Several limitations should be considered. Chronic conditions were based on self-reported physician diagnoses and may be affected by diagnostic access, recall, and reporting differences across countries [
23]. The analysis was restricted to eight harmonised conditions and therefore cannot capture the full clinical complexity of older adults, including chronic kidney disease, osteoporosis, cognitive impairment, frailty, and other conditions that may alter multimorbidity pathways. Follow-up intervals and measurement procedures differed across cohorts, which may affect direct comparability. Disease prevalence and from-state support also shaped the transition graph; high-prevalence conditions naturally generated more observed dyads and triads. We therefore used support thresholds and count/support-adjusted checks, but residual prevalence effects may remain.

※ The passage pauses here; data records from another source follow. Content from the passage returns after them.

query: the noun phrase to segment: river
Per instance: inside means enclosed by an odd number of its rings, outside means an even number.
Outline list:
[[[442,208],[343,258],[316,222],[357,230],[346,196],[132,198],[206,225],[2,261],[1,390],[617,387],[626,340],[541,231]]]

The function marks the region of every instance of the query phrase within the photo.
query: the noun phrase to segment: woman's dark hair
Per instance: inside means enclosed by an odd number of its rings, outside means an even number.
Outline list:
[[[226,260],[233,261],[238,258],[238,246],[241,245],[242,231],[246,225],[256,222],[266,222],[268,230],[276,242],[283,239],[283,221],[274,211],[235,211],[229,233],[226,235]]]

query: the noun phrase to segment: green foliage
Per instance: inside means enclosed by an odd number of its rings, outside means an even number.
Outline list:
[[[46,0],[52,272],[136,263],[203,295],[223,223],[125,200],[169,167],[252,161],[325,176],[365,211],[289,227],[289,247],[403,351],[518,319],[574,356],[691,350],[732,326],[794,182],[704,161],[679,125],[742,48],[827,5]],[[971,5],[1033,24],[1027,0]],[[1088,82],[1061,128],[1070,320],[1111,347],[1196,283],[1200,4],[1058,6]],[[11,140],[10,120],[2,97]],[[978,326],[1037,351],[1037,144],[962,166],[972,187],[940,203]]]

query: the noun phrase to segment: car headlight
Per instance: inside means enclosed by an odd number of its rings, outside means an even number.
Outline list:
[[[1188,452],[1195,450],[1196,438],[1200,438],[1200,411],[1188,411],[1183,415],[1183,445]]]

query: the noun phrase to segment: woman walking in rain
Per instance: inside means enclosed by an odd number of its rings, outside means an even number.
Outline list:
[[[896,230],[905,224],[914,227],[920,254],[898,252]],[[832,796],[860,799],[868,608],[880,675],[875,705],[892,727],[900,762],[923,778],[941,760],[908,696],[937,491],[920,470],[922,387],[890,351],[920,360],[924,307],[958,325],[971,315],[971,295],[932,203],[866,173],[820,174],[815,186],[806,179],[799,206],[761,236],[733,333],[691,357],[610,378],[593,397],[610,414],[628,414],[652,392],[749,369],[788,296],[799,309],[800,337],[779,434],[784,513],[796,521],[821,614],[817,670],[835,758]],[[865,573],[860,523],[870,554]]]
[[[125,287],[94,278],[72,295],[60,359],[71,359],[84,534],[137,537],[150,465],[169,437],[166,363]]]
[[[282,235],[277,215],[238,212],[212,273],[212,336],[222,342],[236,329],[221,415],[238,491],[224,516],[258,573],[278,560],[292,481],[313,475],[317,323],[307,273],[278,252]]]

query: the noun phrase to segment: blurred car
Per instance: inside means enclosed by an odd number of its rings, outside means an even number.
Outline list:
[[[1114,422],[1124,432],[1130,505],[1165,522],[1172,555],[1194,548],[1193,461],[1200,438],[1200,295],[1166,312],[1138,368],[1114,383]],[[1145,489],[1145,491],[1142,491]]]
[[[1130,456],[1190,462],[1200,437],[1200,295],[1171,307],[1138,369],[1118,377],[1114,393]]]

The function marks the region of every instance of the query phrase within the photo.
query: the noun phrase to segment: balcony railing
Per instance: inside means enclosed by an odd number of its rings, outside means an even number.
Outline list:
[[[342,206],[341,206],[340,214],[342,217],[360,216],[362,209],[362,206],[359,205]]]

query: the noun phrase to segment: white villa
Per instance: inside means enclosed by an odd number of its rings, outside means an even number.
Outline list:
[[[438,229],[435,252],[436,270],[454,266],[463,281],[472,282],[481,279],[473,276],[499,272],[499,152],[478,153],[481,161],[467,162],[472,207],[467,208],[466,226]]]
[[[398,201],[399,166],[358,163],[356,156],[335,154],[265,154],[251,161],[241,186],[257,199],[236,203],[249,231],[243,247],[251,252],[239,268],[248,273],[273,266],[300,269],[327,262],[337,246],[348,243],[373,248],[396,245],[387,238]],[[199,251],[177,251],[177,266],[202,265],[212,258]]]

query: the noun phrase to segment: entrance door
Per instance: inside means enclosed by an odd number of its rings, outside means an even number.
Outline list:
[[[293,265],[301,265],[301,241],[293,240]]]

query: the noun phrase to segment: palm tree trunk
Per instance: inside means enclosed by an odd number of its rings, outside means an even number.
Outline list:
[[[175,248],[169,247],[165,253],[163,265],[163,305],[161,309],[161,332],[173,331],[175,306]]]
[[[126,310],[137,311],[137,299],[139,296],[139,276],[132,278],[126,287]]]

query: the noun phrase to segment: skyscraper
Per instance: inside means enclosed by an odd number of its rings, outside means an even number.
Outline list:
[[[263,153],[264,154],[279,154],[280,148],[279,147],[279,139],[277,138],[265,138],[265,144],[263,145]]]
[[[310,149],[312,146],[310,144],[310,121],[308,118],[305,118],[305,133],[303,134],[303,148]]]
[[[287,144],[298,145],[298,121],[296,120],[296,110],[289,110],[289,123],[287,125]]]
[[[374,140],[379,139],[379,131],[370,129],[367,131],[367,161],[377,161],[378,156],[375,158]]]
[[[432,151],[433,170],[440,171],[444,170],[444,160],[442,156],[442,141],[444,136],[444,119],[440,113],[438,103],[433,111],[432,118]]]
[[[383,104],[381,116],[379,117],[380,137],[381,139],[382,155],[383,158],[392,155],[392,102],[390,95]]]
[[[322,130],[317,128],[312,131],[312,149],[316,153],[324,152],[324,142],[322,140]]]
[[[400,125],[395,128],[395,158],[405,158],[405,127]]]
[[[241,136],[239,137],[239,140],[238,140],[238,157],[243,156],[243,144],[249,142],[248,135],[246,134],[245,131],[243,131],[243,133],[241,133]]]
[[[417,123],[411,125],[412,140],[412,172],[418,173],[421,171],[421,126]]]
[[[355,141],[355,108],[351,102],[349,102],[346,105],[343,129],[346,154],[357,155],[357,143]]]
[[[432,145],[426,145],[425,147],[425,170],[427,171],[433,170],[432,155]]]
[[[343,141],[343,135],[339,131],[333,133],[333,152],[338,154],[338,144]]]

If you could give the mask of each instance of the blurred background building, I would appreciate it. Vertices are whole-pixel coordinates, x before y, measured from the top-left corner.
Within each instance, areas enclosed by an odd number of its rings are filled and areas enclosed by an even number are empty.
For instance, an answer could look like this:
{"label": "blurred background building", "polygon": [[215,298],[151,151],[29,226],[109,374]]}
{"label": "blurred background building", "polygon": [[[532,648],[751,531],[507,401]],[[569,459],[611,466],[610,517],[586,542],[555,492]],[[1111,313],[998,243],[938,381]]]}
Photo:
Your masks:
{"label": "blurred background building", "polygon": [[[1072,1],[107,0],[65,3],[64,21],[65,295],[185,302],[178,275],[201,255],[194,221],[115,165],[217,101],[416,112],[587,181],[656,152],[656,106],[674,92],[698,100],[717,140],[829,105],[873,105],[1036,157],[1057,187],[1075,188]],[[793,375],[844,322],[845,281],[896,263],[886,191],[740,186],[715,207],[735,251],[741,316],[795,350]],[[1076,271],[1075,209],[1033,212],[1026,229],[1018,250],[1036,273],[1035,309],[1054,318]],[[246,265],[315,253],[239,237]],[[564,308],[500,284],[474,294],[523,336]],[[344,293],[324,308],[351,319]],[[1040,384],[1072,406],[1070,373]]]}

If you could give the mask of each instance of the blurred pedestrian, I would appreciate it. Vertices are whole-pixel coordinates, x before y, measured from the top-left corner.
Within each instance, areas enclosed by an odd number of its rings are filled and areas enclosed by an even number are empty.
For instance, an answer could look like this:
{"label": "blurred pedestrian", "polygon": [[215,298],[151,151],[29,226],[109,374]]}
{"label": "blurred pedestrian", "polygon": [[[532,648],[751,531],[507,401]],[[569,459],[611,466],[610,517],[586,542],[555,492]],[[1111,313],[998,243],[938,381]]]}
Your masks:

Additional limitations relate to the state definition and interpretation. The irreversibility assumption is clinically plausible for many included diagnoses and reduces bias from inconsistent reporting, but it also means that the analysis represents cumulative diagnostic history rather than contemporaneous disease status. This choice can increase apparent persistence and may particularly affect conditions with fluctuating symptoms or reporting, such as psychiatric or emotional disorders, chronic lung disease, and arthritis. Sensitivity analyses without the carry-forward rule changed the top-ranked accumulation and branching states more than the lock-in states (
Figure S4;
Table S6), reinforcing the need to interpret early branching as a property of the chosen cumulative-history framework. Because the analysis was confined to eight conditions, profiles with fewer diagnoses have more possible downstream combinations than profiles with more diagnoses, which can contribute to higher apparent branching for low-burden states. Count-stratified and support-adjusted analyses reduced but did not fully remove this effect. Finally, disease severity, medication use, laboratory values, frailty, functional status, and health-care utilisation were not incorporated into the state definitions. The profiles should therefore be understood as broad clinical combinations rather than detailed phenotypes suitable for individual prognostication. Accordingly, lock-in may partly reflect administrative or record-based accumulation rather than stable biological persistence of every condition at every wave. The disease-count-preserving permutation analysis further indicated that the branching pattern was largely compatible with the geometry of irreversible disease-count accumulation, whereas selected persistent profiles showed stronger evidence of disease-combination identity beyond disease count alone.